‘Papai Noel não existe’: a polêmica entre banda de punk rock e extrema direita que virou caso de polícia
Grupo musical Garotos Podres foi alvo de inquérito por música lançada há quarenta anos
Recentemente alvo de um inquérito policial, a banda de punk rock Garotos Podres foi denunciada por uma música lançada quarenta anos atrás. Em vídeo publicado nas redes sociais neste fim de semana, o vocalista José Rodrigues Mao Júnior revelou que o baterista do grupo, Negralha, foi obrigado a prestar depoimento a uma delegada de polícia fora do estado de São Paulo devido à letra da música Papai Noel Velho Batuta.

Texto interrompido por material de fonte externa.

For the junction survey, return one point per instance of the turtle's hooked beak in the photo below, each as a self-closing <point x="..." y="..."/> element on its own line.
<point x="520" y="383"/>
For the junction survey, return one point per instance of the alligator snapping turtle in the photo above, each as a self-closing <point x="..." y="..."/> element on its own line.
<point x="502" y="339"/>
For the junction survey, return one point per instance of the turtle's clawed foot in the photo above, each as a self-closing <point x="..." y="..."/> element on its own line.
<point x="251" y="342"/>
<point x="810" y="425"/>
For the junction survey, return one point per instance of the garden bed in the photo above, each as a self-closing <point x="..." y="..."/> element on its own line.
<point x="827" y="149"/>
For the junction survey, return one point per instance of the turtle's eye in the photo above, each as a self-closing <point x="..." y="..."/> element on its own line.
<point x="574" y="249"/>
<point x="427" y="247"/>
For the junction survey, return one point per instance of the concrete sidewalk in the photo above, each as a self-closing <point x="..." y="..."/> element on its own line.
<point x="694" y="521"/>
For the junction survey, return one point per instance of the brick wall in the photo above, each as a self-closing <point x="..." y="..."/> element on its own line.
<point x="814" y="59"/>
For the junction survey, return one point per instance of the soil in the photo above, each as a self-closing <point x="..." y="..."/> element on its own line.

A canção trata-se de uma crítica à desigualdade social e o inquérito foi aberto após uma denúncia feita por uma figura da extrema direita, que alegou que a faixa “incita a violência contra pessoas de bem”. O perfil oficial da banda no Instagram publicou uma nota de repúdio à “tentativa de censura e perseguição” sofrida.
Em vídeo feito durante uma apresentação ao vivo do grupo, Mao explicou a situação: “Essa semana, a delegada perguntou por videoconferência ao Negralha, nosso baterista, sobre essa canção. Ele teve que explicar que Papai Noel não existe. O pior é que isso é sério. Quarenta anos depois do fim da ditadura militar, nós fomos inquiridos num processo inquisitorial questionando as letras: ‘Ah, mas você estimula a violência com o Papai Noel’. Daí nosso amigo falou ‘Papai Noel não existe’. Então a delegada chorou, chorou, chorou”, relatou.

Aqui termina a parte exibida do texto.